Enrollment down at Pierce, District

Enrollment at Pierce College continues to decline following a downward trend across the Los Angeles Community College District, which dropped 9 percent in enrollment this year.

Enrollment is down 6 percent this semester, a larger drop than the 2016-2017 academic year which had a 2 percent decrease, resulting in a loss of more than 1,500 students.

The trend seems to correlate with the strength of California’s economy. When jobs are available, the returning and non-traditional student population tends to slightly drop, said Enrollment Management Committee (EMC) Co-chair Sunday Salter.

“The economy is doing better now than it was a few years ago,” instructor of Psychology Angela Belden said. “People tend to go back to school when they cannot find jobs. If the economy is good and folks have jobs, they don’t come to college.”

The population downturn affecting Pierce can stem from the surrounding local high schools.

“There are a fewer number of people who are graduating from high school, because there are a fewer number of high-school aged people,” Belden said.

There will be no financial impact this academic year or the next.

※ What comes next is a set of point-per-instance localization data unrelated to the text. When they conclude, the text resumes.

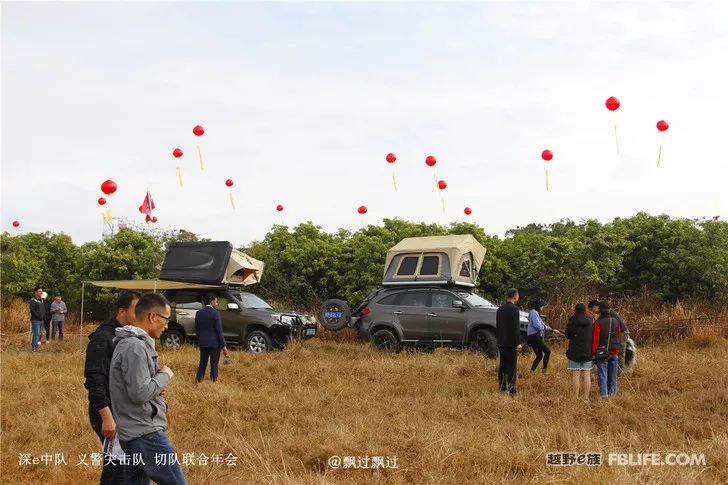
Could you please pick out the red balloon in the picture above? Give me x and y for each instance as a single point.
(108, 187)
(612, 103)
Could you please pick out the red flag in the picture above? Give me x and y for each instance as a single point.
(147, 206)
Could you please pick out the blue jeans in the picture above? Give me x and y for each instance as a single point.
(151, 447)
(213, 353)
(57, 325)
(607, 374)
(37, 327)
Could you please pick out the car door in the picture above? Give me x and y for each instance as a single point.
(185, 305)
(448, 323)
(412, 309)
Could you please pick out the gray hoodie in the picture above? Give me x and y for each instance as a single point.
(135, 384)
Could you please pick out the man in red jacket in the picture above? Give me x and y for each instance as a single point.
(607, 334)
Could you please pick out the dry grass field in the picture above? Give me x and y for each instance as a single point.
(285, 413)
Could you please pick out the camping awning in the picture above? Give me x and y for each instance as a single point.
(153, 285)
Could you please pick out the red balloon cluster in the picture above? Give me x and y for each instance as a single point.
(108, 187)
(612, 103)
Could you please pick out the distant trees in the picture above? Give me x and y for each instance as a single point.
(672, 258)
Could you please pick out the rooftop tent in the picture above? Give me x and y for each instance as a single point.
(434, 260)
(214, 262)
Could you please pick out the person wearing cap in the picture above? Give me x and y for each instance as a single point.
(607, 333)
(580, 332)
(535, 334)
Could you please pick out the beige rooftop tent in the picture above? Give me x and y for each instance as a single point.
(452, 259)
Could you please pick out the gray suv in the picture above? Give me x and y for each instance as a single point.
(247, 320)
(424, 317)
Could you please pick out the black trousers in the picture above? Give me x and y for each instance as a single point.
(540, 349)
(507, 369)
(112, 472)
(212, 353)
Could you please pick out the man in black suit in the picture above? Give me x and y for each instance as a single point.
(210, 339)
(507, 321)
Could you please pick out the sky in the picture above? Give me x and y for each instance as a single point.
(301, 102)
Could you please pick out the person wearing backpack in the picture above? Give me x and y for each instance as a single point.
(580, 332)
(605, 349)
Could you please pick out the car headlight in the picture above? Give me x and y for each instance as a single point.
(288, 319)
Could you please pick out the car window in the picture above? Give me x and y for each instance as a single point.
(442, 300)
(188, 301)
(388, 300)
(430, 266)
(251, 301)
(408, 266)
(413, 299)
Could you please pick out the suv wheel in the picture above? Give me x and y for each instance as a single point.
(484, 342)
(386, 341)
(172, 338)
(259, 342)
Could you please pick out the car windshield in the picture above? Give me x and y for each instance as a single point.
(475, 300)
(249, 300)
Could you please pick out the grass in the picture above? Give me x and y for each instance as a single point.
(284, 414)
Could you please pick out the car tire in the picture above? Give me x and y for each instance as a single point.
(386, 341)
(335, 314)
(258, 342)
(484, 342)
(172, 338)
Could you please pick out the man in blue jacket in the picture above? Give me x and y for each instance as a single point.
(210, 339)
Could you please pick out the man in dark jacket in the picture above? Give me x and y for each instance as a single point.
(507, 320)
(98, 359)
(607, 333)
(594, 308)
(210, 339)
(37, 316)
(580, 332)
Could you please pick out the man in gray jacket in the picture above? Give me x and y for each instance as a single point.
(136, 384)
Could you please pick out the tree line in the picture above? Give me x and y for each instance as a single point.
(673, 259)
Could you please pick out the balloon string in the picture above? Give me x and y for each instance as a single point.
(659, 155)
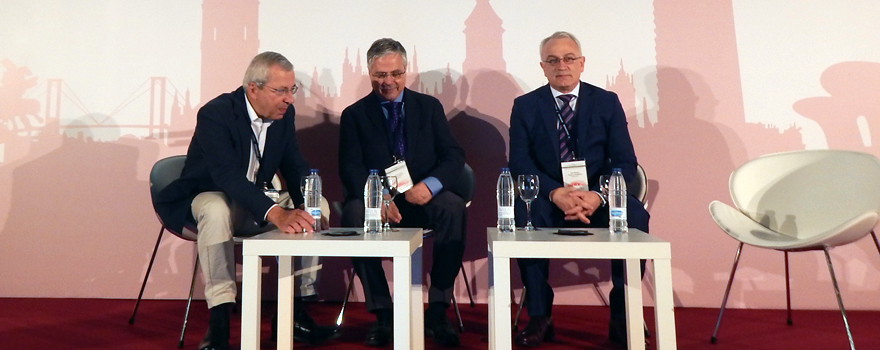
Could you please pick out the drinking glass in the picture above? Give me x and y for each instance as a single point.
(528, 186)
(391, 186)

However the effects for the fall 2019/spring 2020 academic year is unknown.

The 1 percent decline in enrollment has affected students and faculty and has caused some low-impacted sections of classes to be cancelled, according to Vice President of Academic Affairs Sheri Berger, and, if the trend continues, it could lead to more cuts.

“A drop in enrollment can lead to section closures in the first week of classes,” Salter said. “This is, of course, something that the Pierce administration seeks to avoid because it can negatively impact our students and faculty.”

The EMC and the Budget Committee is addressing these issues in meetings.

“We are collaborating with local high schools to continue to spread the word about the wonderful programs and environment that we have to offer here at Pierce,” Salter said.

One collaboration is the Los Angeles College Promise that provides one year of free enrollment to any LACCD college to all full-time qualifying students graduating from the Los Angeles Unified School District and charter high schools.

“Since last year, we have been looking at different strategic marketing plans for Pierce to get more students enrolled,” Berger said. “We don’t want to lose enrollment for next year, we are trying to build it back.”

Pierce plans to continue to create a welcoming, positive and professional learning environment with a campus-wide focus on helping students meet their academic goals, Berger said.

According to Berger, the Los Angeles College Promise Grant, formerly known as the Board of Governors Fee Waiver program, provides approximately 1 million students with free tuition. Rebranding the grant can encourage more students to attend their local LACCD colleges.

“Data shows that students who are full time and are dedicated to being full time are more likely to reach their educational goal,” Berger said.